THE ROBERT W. WHITAKER ARCHIVE

FEMININE "RUTHLESSNESS" IS NO MYSTERY | 2005-06-23

Elizabeth replied to my article about how girls and boys are different by agreeing with me, which is always nice. But she added a more important point: that when women get into a fight, there is no quarter, no rules of engagement, no Geneva Convention.

H.S. agreed with her, as Elizabeth ended, "Gentlemen, just stay out of these battles."

Feminists love to quote things like the old Roman Law. They point out that, according to those laws, women were reduced to cowering, helpless slaves.

But if you read real history, you see the usual proportion of Roman men, those all-powerful paterfamiliae, who were terrified of their wives.

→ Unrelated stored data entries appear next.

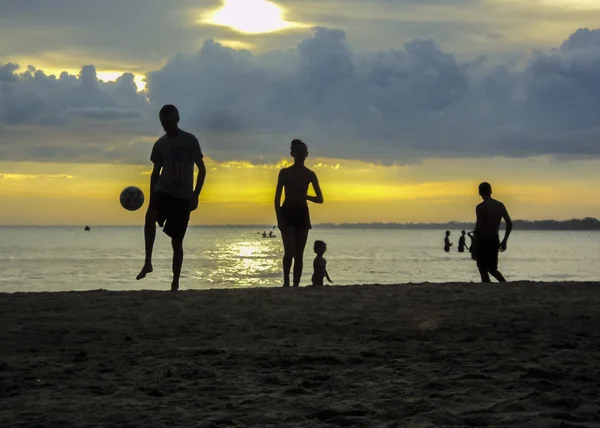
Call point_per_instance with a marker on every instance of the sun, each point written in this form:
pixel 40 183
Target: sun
pixel 249 16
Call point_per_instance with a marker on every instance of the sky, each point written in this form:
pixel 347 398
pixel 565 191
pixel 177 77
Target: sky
pixel 406 105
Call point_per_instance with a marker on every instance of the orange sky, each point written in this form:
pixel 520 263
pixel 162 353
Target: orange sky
pixel 241 193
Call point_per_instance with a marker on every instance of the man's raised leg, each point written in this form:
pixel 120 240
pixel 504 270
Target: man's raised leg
pixel 177 245
pixel 149 237
pixel 485 276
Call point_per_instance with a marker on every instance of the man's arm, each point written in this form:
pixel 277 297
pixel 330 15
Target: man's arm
pixel 154 177
pixel 508 221
pixel 327 276
pixel 478 219
pixel 201 176
pixel 318 199
pixel 278 192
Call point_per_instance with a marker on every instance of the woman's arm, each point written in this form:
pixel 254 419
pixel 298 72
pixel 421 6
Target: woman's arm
pixel 278 192
pixel 318 199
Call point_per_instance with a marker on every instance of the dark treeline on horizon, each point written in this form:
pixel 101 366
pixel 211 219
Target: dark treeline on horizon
pixel 587 223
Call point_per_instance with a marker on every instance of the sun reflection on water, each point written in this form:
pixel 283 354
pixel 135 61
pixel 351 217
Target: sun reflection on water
pixel 243 263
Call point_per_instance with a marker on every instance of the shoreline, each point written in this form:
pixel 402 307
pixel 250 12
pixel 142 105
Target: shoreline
pixel 455 354
pixel 132 289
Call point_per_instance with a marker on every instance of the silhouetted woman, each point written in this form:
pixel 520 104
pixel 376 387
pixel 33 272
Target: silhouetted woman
pixel 293 218
pixel 447 243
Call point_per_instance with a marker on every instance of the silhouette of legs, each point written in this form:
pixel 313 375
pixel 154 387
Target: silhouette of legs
pixel 301 236
pixel 496 274
pixel 149 237
pixel 177 245
pixel 485 275
pixel 289 248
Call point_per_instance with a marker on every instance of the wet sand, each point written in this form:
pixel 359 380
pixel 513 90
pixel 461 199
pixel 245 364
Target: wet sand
pixel 522 354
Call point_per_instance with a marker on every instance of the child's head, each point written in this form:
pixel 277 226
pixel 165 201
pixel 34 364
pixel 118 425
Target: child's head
pixel 320 247
pixel 299 150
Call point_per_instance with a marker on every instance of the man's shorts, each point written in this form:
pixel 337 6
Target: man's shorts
pixel 172 214
pixel 296 217
pixel 486 251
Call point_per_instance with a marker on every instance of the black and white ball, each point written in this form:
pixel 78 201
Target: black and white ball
pixel 132 198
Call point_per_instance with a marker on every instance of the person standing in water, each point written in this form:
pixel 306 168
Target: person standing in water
pixel 462 244
pixel 472 244
pixel 320 264
pixel 447 243
pixel 293 219
pixel 490 213
pixel 172 192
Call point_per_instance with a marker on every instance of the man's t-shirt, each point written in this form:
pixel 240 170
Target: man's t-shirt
pixel 177 155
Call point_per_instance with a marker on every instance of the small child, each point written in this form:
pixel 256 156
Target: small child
pixel 320 264
pixel 447 243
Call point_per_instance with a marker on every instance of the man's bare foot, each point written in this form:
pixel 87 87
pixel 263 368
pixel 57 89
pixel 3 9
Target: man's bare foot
pixel 145 271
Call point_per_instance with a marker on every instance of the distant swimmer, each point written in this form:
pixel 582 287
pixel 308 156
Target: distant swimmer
pixel 462 242
pixel 490 213
pixel 320 264
pixel 447 243
pixel 472 245
pixel 293 218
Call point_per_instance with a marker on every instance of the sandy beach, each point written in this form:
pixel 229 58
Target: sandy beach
pixel 521 354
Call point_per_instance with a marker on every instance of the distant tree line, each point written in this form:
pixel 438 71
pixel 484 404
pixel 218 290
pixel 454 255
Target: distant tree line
pixel 587 223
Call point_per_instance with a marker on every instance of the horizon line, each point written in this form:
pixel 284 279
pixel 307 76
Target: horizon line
pixel 316 224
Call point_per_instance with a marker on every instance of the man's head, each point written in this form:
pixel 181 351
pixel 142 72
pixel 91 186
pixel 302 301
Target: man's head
pixel 299 150
pixel 169 118
pixel 485 190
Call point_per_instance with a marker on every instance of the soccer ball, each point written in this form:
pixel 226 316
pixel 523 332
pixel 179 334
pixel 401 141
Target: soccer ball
pixel 132 198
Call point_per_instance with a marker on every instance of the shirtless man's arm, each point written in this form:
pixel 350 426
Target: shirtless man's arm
pixel 318 199
pixel 508 221
pixel 278 192
pixel 478 221
pixel 199 182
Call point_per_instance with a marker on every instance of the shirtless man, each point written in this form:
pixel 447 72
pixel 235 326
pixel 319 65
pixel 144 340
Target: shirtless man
pixel 172 196
pixel 293 218
pixel 490 213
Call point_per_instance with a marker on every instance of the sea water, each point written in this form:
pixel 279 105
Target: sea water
pixel 69 258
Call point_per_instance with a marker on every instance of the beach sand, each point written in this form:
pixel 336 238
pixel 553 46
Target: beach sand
pixel 520 354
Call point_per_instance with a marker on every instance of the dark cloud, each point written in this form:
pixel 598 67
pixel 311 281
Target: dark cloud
pixel 386 106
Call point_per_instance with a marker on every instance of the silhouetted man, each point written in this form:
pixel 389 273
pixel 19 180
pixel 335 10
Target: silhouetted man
pixel 490 213
pixel 172 195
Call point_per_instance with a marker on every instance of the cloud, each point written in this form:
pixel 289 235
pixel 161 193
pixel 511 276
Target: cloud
pixel 399 105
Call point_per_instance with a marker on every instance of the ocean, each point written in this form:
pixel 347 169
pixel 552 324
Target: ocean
pixel 34 259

As usual, I look for the simple explanation of this.

Here it is:

Men are physically stronger than women. As a result, women developed a form of defense that men have only gotten a name for in the last century.

It is called psychological warfare.

My brother is the father of three girls. Once when one of them was about three, she came up to him, cuddled up in his lap and said, "Daddy, I love you."

She then went into the next room.

My brother was charmed.

A minute later he heard her five-year-old sister in the other room whisper to that little girl, "Yes, that's how you do it." My brother is a pediatrician, so this did not surprise him in the least.

While men are learning to be men and warriors and writing great sagas about themselves, women are also learning how to be women. I have this paranoid feeling that if anyone wrote a history of THAT, the Sisterhood would kill them.